MATH contains 12,500 problems sourced from high school and undergraduate math competitions. Each problem is presented with context, and models must generate a full solution ending with a final numerical or symbolic answer. Scoring is exact match — a solution is either completely correct or wrong; partial credit isn’t awarded. Answers are typically in a specific format (e.g., simplified fractions, decimal to 2 places), and the evaluation is strict about formatting. The dataset is split 7,500 training and 5,000 test problems.

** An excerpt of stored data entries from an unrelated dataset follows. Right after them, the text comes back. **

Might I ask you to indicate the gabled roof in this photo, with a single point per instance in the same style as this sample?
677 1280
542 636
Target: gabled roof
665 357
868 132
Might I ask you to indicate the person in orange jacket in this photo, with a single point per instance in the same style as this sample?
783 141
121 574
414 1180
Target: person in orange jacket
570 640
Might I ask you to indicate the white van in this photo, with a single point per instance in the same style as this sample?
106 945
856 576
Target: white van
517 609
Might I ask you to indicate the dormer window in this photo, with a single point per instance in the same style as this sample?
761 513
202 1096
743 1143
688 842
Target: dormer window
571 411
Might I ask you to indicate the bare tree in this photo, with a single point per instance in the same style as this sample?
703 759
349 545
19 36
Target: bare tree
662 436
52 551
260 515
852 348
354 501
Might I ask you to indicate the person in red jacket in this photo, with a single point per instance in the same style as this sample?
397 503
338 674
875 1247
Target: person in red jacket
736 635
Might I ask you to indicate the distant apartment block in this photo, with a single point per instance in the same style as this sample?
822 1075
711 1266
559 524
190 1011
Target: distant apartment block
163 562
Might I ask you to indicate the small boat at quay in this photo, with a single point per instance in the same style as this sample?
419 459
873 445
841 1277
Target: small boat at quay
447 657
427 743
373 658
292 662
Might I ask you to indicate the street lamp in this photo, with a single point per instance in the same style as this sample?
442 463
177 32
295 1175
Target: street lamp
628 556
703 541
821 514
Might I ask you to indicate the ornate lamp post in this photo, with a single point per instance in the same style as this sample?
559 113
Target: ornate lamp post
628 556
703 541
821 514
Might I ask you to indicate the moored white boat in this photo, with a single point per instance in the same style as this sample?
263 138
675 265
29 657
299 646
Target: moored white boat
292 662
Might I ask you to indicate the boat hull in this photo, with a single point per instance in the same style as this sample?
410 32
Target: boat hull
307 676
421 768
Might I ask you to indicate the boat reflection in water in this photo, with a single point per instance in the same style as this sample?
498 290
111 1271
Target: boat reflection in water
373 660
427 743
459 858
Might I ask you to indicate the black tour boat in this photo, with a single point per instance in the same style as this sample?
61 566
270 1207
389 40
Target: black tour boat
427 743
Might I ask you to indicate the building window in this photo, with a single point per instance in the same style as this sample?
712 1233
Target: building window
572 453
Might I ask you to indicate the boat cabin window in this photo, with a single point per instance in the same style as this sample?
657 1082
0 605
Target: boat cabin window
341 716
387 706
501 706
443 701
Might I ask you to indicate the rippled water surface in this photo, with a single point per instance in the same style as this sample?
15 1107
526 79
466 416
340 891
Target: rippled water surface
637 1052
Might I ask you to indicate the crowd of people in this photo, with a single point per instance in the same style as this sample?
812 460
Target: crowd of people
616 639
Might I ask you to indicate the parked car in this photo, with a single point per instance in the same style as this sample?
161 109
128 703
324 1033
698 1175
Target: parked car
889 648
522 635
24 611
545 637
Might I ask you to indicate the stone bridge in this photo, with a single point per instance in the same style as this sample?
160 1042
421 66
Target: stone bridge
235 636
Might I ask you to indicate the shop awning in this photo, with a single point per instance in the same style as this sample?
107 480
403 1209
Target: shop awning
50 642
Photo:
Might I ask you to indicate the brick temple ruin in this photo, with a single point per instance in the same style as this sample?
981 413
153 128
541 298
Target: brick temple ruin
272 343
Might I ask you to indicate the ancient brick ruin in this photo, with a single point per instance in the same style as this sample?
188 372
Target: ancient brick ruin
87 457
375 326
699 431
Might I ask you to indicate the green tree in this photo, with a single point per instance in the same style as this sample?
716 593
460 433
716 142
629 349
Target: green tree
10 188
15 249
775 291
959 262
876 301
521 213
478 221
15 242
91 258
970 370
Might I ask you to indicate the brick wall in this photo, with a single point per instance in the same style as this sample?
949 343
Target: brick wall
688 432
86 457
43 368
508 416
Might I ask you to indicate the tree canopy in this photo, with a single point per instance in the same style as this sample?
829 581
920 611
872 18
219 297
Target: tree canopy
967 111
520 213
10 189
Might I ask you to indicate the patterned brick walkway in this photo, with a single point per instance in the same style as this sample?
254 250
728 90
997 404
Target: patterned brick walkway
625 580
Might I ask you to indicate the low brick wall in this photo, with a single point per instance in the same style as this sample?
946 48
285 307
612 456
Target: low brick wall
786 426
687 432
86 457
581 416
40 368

What scores mean in practice

Human baseline: A human with strong high school math background typically scores 30-40% on MATH; competition math participants score 60-70%.

Current SOTA (as of early 2025): Claude 3.5 Sonnet reaches ~96.4% on the MATH test set (with chain-of-thought prompting and multiple attempts). GPT-4o scores around 92%. Open models like Llama 3.1 405B reach ~80%.

Context: In 2021 when MATH launched, GPT-3 scored ~5%, and even fine-tuned models struggled to exceed 40%. By 2023, GPT-4 achieved 52% — a landmark moment showing models were developing genuine reasoning capability.

A score above 90% is now table-stakes for claims of “reasoning ability” in frontier models. A score below 70% suggests limited multi-step mathematical reasoning.

Known limitations

  • Exact-match scoring is brittle: A model that reasons perfectly but makes a single arithmetic error or formats the answer incorrectly gets zero credit. This doesn’t reflect real mathematical understanding as finely as partial credit would, and may penalize certain solution approaches unfairly.

  • High saturation and potential contamination: With scores now exceeding 96%, the benchmark is losing discriminative power. There’s also documented evidence that training data for frontier models may have included MATH problems or similar competition problems, making it unclear how much performance reflects genuine reasoning vs. memorization.

  • Narrow scope despite breadth: The benchmark tests competition mathematics, which is a specific problem-solving style emphasizing closed-form answers. It doesn’t test applied math, statistical reasoning, modeling real-world systems, or mathematical intuition — domains where model reasoning is weaker and less studied.

When to trust it (and when not to)

  • Trust it when: You’re comparing two models directly on their reasoning ability, especially if both score below 90%. It’s a useful signal that a model can chain reasoning steps without losing the thread. It’s particularly informative for models in the 20-75% range where the benchmark still has resolution.

  • Don’t trust it as: A standalone measure of mathematical reasoning or “general intelligence.” High MATH scores don’t predict real-world problem-solving, applied math, or novel problem types. For frontier models, the score tells you less than it did two years ago — everyone above 90% is in a tier where you need harder benchmarks (like FrontierMath or AIME-level problems) to differentiate.